Recently I came from Cuba many years ago and working in a family hotel where I was living in Punta del Este, a wealthy widow lonely client who was twice my age and who talked a lot with me, began to deliver a letter each morning. When I opened it, when I got tired of work, I opened the letter and a smell of Jasmine impregnated the entire page with poems by Delmira Agustini. I kept them and left them to read at another time. So they slept in my book drawers until their moment came to them years later: like a rose in its cocoon awaiting the light to open its petals, so Delmira Agustini waited to captivate me with her verses.
Delmira Agustini beautiful woman, with quiet blue eyes, walking slowly, deep in her thoughts but with a heart of pure lava that no man could possess.
It was a poet of Latin American modernism who corresponded with Rubén Darío and whose erotic, sensual, sometimes somewhat sapphic poetry scandalized the pacata society of the time.
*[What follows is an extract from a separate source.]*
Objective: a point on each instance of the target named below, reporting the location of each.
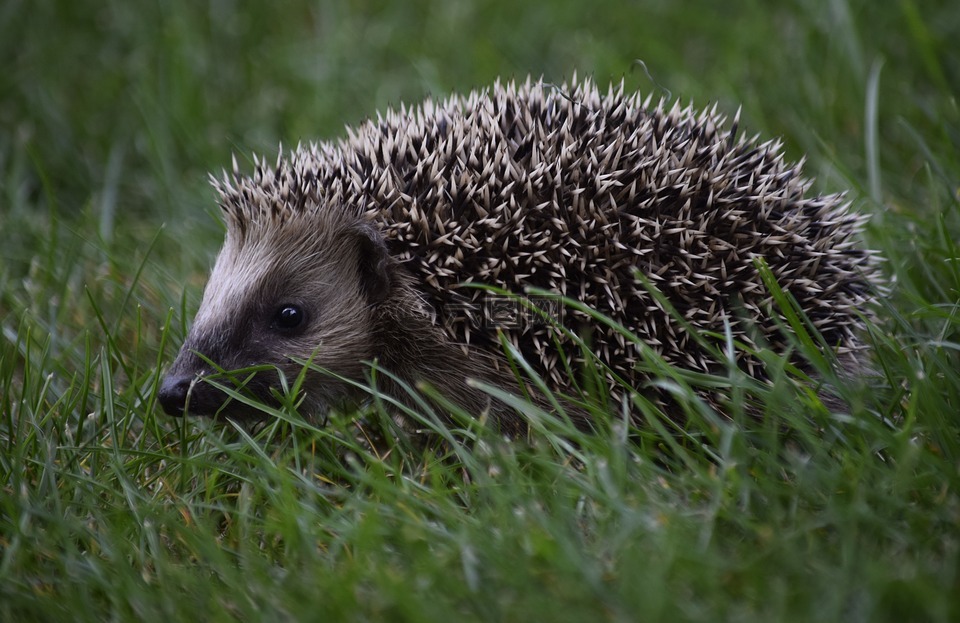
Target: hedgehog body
(366, 249)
It reminds me of Greta Garbo in The Ladies of the Camellias, who between the rustle of the silks of her black dress adhered her pelvis to the pelvis of the beau, pushed her glorious bust out of the man's chest and turned her neck with her divine face away from a possible kiss that predicted that it was approaching. Then she spoke, with her hands holding the men of the lover of "being free when death approached." He suffered from a galloping Tisis.
Or the Carmen de Prospere Merimet who allowed herself to be stabbed by an old officer who had been her lover and die with the pride of a woman, proud and passionate but with a free heart like that of Delmira Agustini.
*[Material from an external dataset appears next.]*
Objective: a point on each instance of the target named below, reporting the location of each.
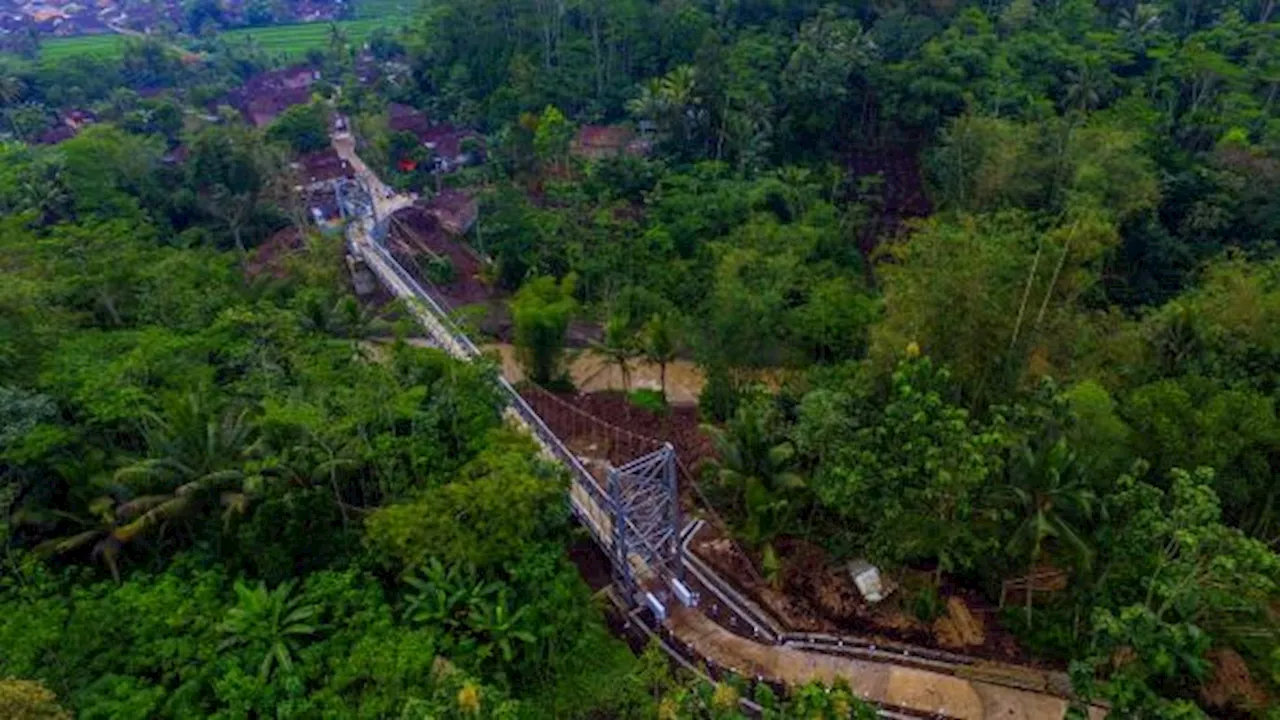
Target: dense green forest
(977, 290)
Or Virginia Wolf the English writer of schizoid mind, who listened to voices while her pen slipped and slipped leaf after leaf, into writings while cigarret after cigarret were in her lips.
She revolutionized English writing. The film "The Houres", touching and tragic, presents the last moments of his life when placing stones in her pockets she enters a river until she drowns.
Her writings remain, where she plays with time and an almost Freudian introspection where there is no lack of lesbian allusions.
Delmira Agustini belonged to a well-to-do family, descendant of Germans, French and porteños. All of them overprotected that poetic vocation with which they scandalized the bourgeois River Plate society. In her childhood she studied French, music and painting.
Her life and personality are full of enigmas and contradictions. In his short life she had a terrible sentimental vicissitude that caused her tragic death at 27 years of age: her marriage to Enrique Reyes, the subsequent separation and murder at the hands of her ex-husband.
After her disappearanced was born a myth that challenges essayists and biographers and is still valid in countless versions.
It was a pioneer of feminism, the mistreatment of women, in favor of divorce.
But she did not talk about the harpy, imposing and bossy women who castrate a weak husband and make him impotent. This will make me many comments from feminists. I am not in favor of female abuse by men with altered psyche, exacerbated machismo or rampant alcoholism that end up murdering their wives. But I also want to contribute to the other side of the coin.
Delmira's poetry is a burning flower and for me one of the best poetesses in America that we stole in Cuba in literature classes.
A verse from her passionate poems:
Fire accounts
Close the accomplice door with a rumor of caress,
defoliate the lily of a vein towards evil
-Silk is a sin, the nude is celestial;
and it is a soft body, a couch of delight.
Open arms ... so every being is winged;
or a warm lira sweetly rendered
of singing and silence ... later, in the ice cream
beyond a mirror, like a sloping lake
see the Olympic beast that makes life ...
On July 6, 1914, shots were heard in a room in the center of Montevideo, more precisely in the Andes 1206, the body of Delmira lay lifeless beside that of her husband, Enrique Job Reyes. Today, as we pass that corner, we see a rosebush and a tile as a plaque, which pays homage to the poet, and also reminds us that the presence of domestic violence, unfortunately, continues to this day.